The storage filter of an application security logging profile determines the type of requests the system or server logs. By default, the system logs illegal requests only. You can create a custom storage filter for a logging profile so that the event logs include the exact information you want to see.
  1. On the Main tab, click Security > Event Logs > Logging Profiles. The Logging Profiles list screen opens.
  2. In the Profile Name column, click the logging profile name for which you want to set up the filter.
    Note: This profile must be one that you created and not one of the system-supplied profiles, which cannot be edited.
    The Edit Logging Profile screen opens.
  3. From the Storage Filter list, select Advanced. The screen displays additional settings.
  4. For the Logic Operation setting, specify the filter criteria to use.
    Option Description
    OR Select this operator to log the data that meets one or more of the criteria.
    AND Select this operator to log the data that meets all of the criteria.
  5. For the Request Type setting, select the requests that you want the system to store in the log, All Requests or Illegal Requests Only.
  6. For the Protocols setting, select whether logging occurs for both HTTP and HTTPS protocols or a specific protocol.
  7. For the Response Status Codes setting, select whether logging occurs for all response status codes or only for specific ones.
  8. For the HTTP Methods setting, select whether logging occurs for all methods or only for specific ones.
  9. For the Request Containing String setting, select whether the request logging is for any string or dependent on a specific string that you specify.
  10. Click Update.

The system logs application security data that meets the criteria specified in the storage filter.

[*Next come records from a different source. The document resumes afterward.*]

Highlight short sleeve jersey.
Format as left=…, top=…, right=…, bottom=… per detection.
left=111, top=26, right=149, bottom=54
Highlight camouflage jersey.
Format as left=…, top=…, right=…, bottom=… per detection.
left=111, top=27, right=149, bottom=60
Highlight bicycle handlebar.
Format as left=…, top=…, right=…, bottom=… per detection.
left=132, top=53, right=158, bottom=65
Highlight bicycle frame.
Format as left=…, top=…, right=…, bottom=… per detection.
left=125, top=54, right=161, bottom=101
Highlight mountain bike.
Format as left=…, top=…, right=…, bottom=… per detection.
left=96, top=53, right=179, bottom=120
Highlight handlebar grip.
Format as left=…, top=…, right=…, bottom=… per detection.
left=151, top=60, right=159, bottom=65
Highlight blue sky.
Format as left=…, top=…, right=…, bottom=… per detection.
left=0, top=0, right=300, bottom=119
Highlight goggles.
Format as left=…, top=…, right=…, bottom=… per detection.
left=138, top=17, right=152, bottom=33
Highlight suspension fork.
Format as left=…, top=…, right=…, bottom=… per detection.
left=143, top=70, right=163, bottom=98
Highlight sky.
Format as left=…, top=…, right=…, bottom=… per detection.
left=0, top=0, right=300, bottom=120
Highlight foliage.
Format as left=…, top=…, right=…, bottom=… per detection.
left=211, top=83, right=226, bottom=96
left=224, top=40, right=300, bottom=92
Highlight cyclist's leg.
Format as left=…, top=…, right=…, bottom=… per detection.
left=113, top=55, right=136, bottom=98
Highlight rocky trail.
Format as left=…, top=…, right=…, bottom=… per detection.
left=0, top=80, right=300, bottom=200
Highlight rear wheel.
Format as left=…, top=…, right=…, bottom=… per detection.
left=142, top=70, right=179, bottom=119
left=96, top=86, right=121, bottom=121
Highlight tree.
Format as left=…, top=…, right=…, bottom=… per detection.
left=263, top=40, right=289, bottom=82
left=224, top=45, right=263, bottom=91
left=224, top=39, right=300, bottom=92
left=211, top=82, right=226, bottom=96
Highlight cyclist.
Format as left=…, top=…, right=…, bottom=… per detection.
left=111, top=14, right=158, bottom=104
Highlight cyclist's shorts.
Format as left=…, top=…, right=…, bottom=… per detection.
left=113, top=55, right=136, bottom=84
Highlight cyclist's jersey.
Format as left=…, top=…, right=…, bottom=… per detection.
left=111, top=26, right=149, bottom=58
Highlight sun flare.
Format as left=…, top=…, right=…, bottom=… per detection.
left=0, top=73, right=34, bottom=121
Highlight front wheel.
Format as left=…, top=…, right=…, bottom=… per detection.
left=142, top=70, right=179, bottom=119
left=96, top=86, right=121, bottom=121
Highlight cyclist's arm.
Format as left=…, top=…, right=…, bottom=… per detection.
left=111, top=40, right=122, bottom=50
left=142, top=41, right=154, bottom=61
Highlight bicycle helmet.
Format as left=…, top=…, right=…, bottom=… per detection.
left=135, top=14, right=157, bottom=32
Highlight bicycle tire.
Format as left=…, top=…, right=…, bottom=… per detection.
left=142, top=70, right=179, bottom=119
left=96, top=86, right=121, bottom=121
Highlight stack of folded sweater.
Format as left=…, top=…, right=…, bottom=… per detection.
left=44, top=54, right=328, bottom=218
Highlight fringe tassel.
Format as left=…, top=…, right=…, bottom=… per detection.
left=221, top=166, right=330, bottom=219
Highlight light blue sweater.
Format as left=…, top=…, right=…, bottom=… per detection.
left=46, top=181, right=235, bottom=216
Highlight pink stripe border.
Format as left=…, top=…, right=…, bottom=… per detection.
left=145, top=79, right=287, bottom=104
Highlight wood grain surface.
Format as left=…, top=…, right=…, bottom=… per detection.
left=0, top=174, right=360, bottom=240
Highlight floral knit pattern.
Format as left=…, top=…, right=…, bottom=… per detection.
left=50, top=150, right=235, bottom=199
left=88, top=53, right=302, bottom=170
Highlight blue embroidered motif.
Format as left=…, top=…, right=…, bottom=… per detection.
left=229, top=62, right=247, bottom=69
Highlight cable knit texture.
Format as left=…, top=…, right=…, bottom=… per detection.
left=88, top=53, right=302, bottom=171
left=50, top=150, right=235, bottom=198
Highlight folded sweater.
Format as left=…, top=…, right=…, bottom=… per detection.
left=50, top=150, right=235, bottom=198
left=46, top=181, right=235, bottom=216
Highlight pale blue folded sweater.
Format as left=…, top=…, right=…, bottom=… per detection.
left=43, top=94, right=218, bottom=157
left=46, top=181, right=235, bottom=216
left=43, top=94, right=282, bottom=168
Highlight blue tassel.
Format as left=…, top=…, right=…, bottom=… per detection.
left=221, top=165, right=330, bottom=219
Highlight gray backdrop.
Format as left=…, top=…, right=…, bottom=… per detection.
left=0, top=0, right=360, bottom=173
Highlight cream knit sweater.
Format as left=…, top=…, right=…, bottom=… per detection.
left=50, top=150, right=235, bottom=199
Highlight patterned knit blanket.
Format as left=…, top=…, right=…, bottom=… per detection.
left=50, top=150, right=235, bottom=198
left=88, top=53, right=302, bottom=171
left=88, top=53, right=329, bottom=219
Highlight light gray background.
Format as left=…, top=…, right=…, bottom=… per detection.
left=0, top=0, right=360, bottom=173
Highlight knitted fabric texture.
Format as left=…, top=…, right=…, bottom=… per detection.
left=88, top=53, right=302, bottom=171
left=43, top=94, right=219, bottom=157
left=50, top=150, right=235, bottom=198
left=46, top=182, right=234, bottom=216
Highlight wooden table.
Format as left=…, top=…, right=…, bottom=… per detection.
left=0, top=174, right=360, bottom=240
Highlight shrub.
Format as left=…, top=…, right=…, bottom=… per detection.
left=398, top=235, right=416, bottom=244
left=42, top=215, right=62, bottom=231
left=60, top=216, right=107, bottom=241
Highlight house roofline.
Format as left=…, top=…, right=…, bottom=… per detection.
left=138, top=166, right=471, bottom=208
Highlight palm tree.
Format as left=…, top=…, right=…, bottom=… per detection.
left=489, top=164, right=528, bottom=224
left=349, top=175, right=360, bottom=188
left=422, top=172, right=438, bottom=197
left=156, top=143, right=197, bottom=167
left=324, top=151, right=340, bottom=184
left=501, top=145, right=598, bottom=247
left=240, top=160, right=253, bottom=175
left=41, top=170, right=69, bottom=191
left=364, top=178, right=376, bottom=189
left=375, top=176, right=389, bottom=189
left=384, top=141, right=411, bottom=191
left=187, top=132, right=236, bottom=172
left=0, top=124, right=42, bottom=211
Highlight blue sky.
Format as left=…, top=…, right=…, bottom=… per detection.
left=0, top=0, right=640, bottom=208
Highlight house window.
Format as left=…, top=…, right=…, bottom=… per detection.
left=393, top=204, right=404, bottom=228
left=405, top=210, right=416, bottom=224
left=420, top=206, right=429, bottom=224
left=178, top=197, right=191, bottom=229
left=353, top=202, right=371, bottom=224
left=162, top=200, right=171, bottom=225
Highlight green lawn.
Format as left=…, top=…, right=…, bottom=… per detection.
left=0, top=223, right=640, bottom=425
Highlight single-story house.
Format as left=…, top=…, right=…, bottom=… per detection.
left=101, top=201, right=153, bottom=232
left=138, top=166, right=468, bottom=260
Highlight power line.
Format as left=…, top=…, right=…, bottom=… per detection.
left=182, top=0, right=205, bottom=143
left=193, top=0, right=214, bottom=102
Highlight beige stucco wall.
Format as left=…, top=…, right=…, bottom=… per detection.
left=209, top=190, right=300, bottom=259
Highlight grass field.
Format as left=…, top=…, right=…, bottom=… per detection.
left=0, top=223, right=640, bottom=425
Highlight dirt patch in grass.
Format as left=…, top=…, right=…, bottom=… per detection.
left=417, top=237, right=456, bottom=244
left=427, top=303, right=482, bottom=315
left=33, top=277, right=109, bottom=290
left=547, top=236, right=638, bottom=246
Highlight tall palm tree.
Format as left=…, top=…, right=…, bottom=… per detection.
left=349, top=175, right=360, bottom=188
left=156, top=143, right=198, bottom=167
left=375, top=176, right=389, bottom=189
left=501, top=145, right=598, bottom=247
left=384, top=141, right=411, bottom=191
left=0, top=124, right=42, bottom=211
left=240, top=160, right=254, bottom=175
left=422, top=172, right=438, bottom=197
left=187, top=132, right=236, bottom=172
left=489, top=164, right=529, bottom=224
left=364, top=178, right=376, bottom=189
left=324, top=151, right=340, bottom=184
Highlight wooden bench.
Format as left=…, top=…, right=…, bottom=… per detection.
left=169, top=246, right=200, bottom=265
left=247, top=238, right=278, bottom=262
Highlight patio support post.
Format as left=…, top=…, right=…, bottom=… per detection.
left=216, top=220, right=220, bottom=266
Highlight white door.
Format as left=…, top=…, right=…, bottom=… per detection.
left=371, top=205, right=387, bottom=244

Viewing application security logs

You can view locally stored system logs for the Application Security Manager on the BIG-IP system. These are the logs that include general system events and user activity.
Tip: If you prefer to review the log data from the command line, you can find the application security log data in the /var/log/asm file.
  1. Click System > Logs
  2. Click Application Security.

The system displays application security data that meets the criteria specified in the logging profile.